Their families were scandalized that Sharif had proposed, and by her refusal to accept the customary payment that a groom’s family offers his bride. (She eventually succumbed to family pressure.) They married in 2004. The ensuing year, scarred by Mirebrahimi’s imprisonment, had been a trial for her. High-spirited and mischievous, she found it hard to adjust to the anxiety of living under surveillance. She told me that the minute Iranian women were permitted to drive motorcycles she would get one. Now, because they were being watched, the couple did not even dare to throw parties on their birthdays.

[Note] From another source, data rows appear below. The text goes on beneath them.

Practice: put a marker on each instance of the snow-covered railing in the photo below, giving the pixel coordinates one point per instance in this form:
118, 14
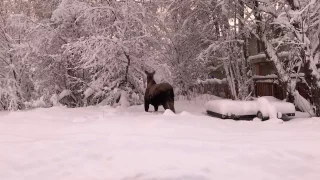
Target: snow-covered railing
262, 55
273, 76
212, 81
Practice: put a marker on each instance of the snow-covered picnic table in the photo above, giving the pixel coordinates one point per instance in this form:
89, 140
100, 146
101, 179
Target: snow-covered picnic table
264, 107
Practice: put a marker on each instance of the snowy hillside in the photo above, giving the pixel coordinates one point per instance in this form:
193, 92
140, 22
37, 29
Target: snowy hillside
104, 143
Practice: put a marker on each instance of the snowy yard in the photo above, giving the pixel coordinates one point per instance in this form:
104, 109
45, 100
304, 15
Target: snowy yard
103, 143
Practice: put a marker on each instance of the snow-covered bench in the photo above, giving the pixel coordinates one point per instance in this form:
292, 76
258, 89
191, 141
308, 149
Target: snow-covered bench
264, 108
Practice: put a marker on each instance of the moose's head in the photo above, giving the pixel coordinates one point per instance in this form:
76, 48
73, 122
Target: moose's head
150, 76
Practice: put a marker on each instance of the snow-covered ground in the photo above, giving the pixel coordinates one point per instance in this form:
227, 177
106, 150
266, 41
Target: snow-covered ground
103, 143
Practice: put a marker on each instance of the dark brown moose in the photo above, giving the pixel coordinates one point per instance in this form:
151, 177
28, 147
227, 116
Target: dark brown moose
158, 94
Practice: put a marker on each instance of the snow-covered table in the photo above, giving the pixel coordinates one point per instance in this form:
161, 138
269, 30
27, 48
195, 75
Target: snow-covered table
264, 108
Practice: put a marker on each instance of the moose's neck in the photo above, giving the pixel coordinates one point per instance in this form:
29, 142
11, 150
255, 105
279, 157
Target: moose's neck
151, 83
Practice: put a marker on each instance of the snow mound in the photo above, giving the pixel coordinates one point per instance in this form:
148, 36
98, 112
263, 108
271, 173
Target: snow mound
266, 108
185, 113
229, 107
168, 112
256, 119
269, 108
302, 103
274, 121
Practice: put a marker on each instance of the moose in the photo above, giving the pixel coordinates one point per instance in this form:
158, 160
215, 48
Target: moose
158, 94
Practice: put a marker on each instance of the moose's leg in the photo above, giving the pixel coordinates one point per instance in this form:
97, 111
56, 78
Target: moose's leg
171, 106
155, 108
165, 105
146, 106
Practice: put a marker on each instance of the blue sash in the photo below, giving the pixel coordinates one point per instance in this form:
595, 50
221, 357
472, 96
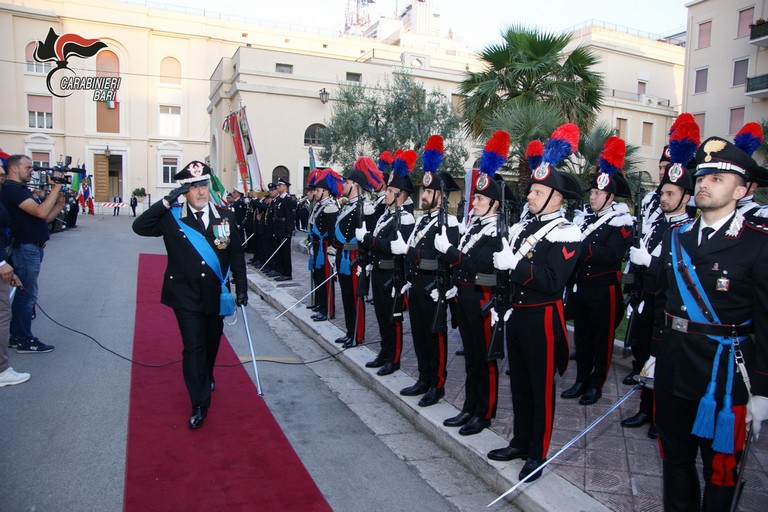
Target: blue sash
226, 301
705, 425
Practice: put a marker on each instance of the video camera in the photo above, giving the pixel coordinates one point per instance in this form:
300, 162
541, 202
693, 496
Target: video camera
60, 174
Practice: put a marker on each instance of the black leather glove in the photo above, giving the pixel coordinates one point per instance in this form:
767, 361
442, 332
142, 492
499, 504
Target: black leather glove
174, 194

Some young activists called openly for an end to the Islamic Republic, but Mirebrahimi feared that they were grandstanding, and endangering other young dissidents in the process. “I am more conservative than the new generation,” he wrote on his blog, which is in Farsi. “They are rule-breakers.” Mirebrahimi aligned himself with the reformists rather than with the young radicals, and he continued to defend Khatami, despite his own deepening reservations: he complained that too many reformists were willing to subordinate democracy and human rights to the strictures of Islam, and although he was a practicing Muslim, he privately believed that religion should not be a political force. In the end, however, he thought that incremental change from within the Islamic system was the only way to bring democracy to Iran.

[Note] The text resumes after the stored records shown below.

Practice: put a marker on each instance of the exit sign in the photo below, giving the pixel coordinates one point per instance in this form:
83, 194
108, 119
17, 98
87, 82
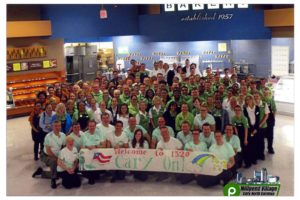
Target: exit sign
103, 14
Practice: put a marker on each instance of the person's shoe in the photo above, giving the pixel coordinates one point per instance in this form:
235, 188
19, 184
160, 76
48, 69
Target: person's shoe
91, 181
39, 171
271, 151
53, 183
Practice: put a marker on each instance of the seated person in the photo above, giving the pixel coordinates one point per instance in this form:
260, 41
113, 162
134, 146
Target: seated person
67, 164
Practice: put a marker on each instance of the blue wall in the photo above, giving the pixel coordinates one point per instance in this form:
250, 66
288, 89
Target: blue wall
81, 23
168, 26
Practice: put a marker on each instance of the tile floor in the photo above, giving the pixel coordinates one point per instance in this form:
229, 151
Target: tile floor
20, 166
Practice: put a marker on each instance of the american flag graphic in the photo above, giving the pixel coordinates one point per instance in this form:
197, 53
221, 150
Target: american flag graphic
100, 157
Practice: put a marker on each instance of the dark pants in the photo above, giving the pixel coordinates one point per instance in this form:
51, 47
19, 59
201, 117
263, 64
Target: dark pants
140, 175
70, 180
269, 135
50, 162
206, 181
38, 139
185, 178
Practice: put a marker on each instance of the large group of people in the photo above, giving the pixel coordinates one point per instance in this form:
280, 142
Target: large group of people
169, 107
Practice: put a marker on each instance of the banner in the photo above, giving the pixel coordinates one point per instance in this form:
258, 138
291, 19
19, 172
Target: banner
176, 161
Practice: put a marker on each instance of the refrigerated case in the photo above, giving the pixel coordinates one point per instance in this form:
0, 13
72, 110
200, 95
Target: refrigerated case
81, 62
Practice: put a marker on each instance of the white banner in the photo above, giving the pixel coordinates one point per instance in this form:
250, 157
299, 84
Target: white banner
176, 161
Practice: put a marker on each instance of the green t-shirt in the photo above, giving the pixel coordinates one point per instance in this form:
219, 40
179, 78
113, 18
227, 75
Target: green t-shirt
184, 138
157, 136
180, 118
195, 147
234, 140
223, 152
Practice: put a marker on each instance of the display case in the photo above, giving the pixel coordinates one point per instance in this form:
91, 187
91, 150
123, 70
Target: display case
23, 90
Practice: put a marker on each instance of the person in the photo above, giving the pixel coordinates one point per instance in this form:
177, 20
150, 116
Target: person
133, 106
62, 116
269, 100
129, 130
156, 111
45, 122
54, 141
114, 110
264, 115
203, 118
241, 126
170, 114
194, 145
76, 135
223, 151
104, 128
142, 118
156, 135
234, 141
92, 139
123, 115
117, 140
220, 115
170, 143
184, 116
67, 164
185, 135
36, 134
207, 135
252, 113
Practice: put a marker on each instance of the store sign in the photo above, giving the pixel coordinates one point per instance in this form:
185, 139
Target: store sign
204, 16
185, 7
176, 161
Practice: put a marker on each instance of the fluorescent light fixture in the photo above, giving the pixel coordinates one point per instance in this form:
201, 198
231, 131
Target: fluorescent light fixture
198, 6
169, 7
242, 5
213, 6
183, 7
228, 5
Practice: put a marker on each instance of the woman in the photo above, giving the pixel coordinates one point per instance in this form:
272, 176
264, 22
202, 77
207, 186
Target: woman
149, 96
45, 122
142, 118
62, 116
82, 116
123, 115
156, 111
70, 108
139, 142
133, 106
170, 114
34, 119
67, 164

His troubles with the regime began in the summer of 2003, when Zahra Kazemi, a Canadian journalist, was caught taking photographs outside Tehran’s notorious Evin prison; she was accused of espionage and beaten to death in state custody. The news stunned the Iranian public, but Mirebrahimi, who was twenty-four years old and the political editor of the newspaper Etemaad, found reason for optimism. Anecdotal evidence suggested that the hard-line Iranian judiciary—particularly the chief prosecutor of Tehran, Saeed Mortazavi—was implicated in Kazemi’s killing and a subsequent coverup. If the reformists prosecuted the case, they would show Iranians that they were willing to stand up for human rights.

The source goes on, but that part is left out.